How to Enable FUSE Auto-recovery
Installation
You can download the latest Fluid installation package from Fluid Releases.
In Fluid chart values.yaml, set csi.featureGates
to FuseRecovery=true
, indicating enable FUSE auto-recovery.
Refer to the Installation Documentation to complete the installation. And check that the components of Fluid are running normally (here takes JuiceFSRuntime as an example):
$ kubectl -n fluid-system get po
NAME READY STATUS RESTARTS AGE
csi-nodeplugin-fluid-2gtsz 2/2 Running 0 20m
csi-nodeplugin-fluid-2h79g 2/2 Running 0 20m
csi-nodeplugin-fluid-sc459 2/2 Running 0 20m
dataset-controller-57fb4569cd-k2jb7 1/1 Running 0 20m
fluid-webhook-844dcb995f-nfmjl 1/1 Running 0 20m
juicefsruntime-controller-7d9c964b4-jnbtf 1/1 Running 0 20m
Typically, you will see a Pod named dataset-controller
, a Pod named juicefsruntime-controller
, a Pod named fluid-webhook
and multiple pods named csi-nodeplugin
are running. Among them, the number of csi-nodeplugin
these Pods depends on the number of nodes in your Kubernetes cluster.
Demo
Create dataset and runtime
Create corresponding Runtime resources and Datasets with the same name for different types of runtimes.

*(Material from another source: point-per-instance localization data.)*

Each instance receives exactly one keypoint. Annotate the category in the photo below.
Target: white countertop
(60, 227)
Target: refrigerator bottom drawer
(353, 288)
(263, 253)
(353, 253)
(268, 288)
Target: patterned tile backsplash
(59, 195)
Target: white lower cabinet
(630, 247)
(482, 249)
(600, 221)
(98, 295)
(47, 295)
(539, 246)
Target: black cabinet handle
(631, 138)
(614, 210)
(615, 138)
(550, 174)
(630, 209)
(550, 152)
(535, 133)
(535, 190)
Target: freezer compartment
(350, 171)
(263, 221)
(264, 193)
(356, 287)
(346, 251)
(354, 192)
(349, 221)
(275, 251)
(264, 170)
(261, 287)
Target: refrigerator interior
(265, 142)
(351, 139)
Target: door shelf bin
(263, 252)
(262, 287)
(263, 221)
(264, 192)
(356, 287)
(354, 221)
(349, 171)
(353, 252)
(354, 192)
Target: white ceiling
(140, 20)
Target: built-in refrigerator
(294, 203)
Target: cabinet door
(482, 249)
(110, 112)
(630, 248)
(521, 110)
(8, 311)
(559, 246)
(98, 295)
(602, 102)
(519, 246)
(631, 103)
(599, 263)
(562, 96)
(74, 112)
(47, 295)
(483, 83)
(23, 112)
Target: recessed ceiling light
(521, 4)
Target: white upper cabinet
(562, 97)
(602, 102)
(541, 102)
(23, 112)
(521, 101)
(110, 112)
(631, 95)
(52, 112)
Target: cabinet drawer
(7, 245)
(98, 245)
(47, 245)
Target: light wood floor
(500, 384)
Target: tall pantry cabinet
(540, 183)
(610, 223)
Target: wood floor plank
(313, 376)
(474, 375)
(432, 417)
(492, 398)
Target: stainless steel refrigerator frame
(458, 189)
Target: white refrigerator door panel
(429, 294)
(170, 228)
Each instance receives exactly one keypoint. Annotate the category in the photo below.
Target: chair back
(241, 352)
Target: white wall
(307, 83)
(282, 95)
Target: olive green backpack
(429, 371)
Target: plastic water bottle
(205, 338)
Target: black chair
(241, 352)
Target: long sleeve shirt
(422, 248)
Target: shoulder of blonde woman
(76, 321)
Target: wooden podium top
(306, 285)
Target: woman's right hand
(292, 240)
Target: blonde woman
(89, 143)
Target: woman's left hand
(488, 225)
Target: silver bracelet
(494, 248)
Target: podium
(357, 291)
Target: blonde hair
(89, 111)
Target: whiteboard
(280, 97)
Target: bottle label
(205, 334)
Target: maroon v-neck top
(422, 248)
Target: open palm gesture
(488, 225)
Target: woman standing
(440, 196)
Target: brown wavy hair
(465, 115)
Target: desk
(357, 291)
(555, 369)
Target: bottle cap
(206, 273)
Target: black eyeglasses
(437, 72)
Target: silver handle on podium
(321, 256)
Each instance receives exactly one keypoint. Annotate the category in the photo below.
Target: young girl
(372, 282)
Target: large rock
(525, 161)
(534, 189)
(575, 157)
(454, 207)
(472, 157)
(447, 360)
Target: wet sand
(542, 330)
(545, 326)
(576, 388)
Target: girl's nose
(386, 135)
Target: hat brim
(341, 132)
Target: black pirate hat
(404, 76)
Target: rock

Take JuiceFSRuntime as an example here. For details, please refer to Documentation, as follows:
$ kubectl get juicefsruntime
NAME WORKER PHASE FUSE PHASE AGE
jfsdemo Ready Ready 2m58s
$ kubectl get dataset
NAME UFS TOTAL SIZE CACHED CACHE CAPACITY CACHED PERCENTAGE PHASE AGE
jfsdemo [Calculating] N/A N/A Bound 2m55s
Create Pod
$ cat<<EOF >sample.yaml
apiVersion: v1
kind: Pod
metadata:
name: demo-app
labels:
fuse.serverful.fluid.io/inject: "true"
spec:
containers:
- name: demo
image: nginx
volumeMounts:
- mountPath: /data
name: demo
volumes:
- name: demo
persistentVolumeClaim:
claimName: jfsdemo
EOF
$ kubectl create -f sample.yaml
pod/demo-app created
The FUSE mount point auto-recovery feature requires the pod's mountPropagation to be set to HostToContainer
or Bidirectional
to pass the mount point information between the container and the host.
And Bidirectional
requires the container to be a privileged container.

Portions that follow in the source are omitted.